Revisiting the HGUC Saz, sort of. Back when I first starting on the Saz project, I had a very elaborate base planned for it. However, just building the Saz burnt me out and any interest in creating an appropriate base to accompany the kit completely waned. This resulted in the simple mirrored base that shows off the leg thrusters and other bits. I got complaints from some peers that it was a bit on the simple side.
Fast forward to SCGMC a few weeks ago, I had the kit displayed with two other HGUC Sazabii. The local distributor came to the event to check it out and also let me know that I had won the semi-final for Bandai’s international Gunpla Builders World Cup 2011; so the Sazabi will be representing North America in the international competition in Hong Kong, December 25, 2011. The SCGMC event was going great and then I was informed that I would be going to Hong Kong to compete; it was icing to an already amazing day.
The following morning, I got an email from the distributor officially confirming that I won the slot, giving me the dates for the event, and also suggesting that I make some improvements on the existing base – suggesting that the mirrored base was a bit on the simple side. Something already agreed upon by several folks. So later on that day, I started planning out the new base which is basically a downsized variant of what I had originally planned for the base when I first started the project.
One of the things I bought back in October when we were in Hong Kong was a plastic asteroid sheet. When I saw it, I noted that I needed to grab one of those sheet and then I can make a mold and have endless copies for space like dioramas. The first step in the base build was to mold and cast this plastic sheet. Once the mold was made, I cast two copies.
Since this is a down sized version of the original plan, I picked out a wooden plaque and started cutting the cast asteroid base pieces to size. A HGUC Jegan kit that I picked up earlier this year specifically for the purpose of the base was dusted off and snapped together. Keeping with the original idea, the Jegan will be a recently downed suit crashed onto the surface of Axis right outside one of the base gate doors. With the resin base pieces cut and the Jegan snapped, the beginnings of the base layout is formed.
I didn’t like the idea of the flat single dimension surface, so I built up some structural pieces in balsa wood to angle up the main resin base pieces. The idea now is to create an angled view that will have a corresponding angled view on the base doors. The Saz will then be sticking out of the base with the support of an acrylic rod and with everything angled, the base will be more dynamic and have some sense of movement.
Returning to the Jegan, keeping with the size limits on the base, the extra bits on the Jegan are marked off then cut. The shield and various other areas were also marked off for damage areas. Armed with the hobby knife and cutters, the Jegan was butchered all the while placed on the base to keep testing out the position and boundaries. I want the Jegan to be a compliment to the Saz and be more of a part of the over all landscape of the base as opposed to being a large focus point.
Plastic sheets were cut to create the base gate and entrance to the base that will correspond to where the resin base piece end on the wood plaque. The door is opened and sliding down and the scene would depict the Saz as having just emerged from the base to join the on going battle.

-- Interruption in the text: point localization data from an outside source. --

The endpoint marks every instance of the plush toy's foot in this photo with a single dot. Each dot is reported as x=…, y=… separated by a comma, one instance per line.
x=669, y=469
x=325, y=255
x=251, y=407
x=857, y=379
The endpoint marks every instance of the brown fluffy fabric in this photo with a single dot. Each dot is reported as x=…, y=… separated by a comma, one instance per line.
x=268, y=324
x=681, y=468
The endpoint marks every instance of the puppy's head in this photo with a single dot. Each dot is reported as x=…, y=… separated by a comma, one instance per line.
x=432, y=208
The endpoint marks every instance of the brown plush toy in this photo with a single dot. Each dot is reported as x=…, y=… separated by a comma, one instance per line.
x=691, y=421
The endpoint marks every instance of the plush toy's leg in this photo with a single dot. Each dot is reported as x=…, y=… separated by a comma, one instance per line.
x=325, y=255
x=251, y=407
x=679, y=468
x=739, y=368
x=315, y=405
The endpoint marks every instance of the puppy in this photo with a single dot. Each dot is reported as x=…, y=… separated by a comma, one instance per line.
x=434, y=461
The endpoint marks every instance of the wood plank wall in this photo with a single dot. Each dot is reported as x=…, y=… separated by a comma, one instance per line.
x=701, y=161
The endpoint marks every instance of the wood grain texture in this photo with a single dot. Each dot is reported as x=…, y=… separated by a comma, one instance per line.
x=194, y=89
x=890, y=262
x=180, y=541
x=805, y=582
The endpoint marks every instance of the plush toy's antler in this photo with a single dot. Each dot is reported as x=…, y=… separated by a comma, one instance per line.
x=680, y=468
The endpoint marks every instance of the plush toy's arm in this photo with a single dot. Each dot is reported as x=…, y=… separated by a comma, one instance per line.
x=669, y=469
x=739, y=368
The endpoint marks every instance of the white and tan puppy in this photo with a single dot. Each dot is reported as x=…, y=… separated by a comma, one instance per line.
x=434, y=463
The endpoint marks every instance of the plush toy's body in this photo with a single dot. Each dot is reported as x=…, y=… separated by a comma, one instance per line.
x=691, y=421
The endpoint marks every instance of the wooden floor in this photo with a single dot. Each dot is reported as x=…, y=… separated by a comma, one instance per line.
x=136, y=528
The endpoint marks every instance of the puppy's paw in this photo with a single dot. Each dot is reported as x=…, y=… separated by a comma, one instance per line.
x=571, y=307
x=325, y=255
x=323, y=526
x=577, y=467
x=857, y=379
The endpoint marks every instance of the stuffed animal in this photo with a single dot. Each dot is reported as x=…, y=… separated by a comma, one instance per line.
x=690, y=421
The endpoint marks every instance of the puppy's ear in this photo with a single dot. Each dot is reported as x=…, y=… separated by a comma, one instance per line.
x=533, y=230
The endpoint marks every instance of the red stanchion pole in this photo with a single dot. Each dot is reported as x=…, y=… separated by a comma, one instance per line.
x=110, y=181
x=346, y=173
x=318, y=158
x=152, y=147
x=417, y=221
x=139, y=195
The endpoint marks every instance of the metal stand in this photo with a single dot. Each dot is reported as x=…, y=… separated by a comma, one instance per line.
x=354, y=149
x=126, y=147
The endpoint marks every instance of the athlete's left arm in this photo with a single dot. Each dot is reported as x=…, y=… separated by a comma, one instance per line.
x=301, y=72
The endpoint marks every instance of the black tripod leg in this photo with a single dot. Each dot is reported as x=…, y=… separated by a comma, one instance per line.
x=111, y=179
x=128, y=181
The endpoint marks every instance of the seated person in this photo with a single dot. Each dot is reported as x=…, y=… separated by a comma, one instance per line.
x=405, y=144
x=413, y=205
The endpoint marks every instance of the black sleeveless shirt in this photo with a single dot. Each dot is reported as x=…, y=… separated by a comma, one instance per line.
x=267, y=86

With the major components on the base figured out and positioned, a hole was drilled into the resin base and into the wood plaque for the acrylic rod that will support the Saz. The Saz in brought into the picture for a quick mockup and to check the balance of everything. Granted the gate is a bit small, but with the downsized idea, it will just have to do.
Electronic components are now introduce. I’m adding launch/landing lights to the base, some spotlights that will be targeted on the Saz as it’s making it’s dramatic entrance to the scene, and also some lighting effects to the recently downed Jegan that is in the process of powering down. Some flashing circuits are assembled and the lights are tested out. Back to the base, I poured and pulled several resin copies of the soup can metal thrusters to use as light housings. Holes are drilled into the surface of the resin base and the housings are inserted.
Since I plan to light up the Jegan’s backpack thrusters, the Jegan’s chest was cut up and a simple 4 pronged socket is glued into place. A corresponding spot on the base is cut for the male end of the socket. This will save trouble of trying to wire from the Jegan through the base and to the circuitry. The landing/launching lights are tested as well as a row of the spot lights.
With everything working, the components were taken apart for the cleaning sessions and to prep the parts for painting.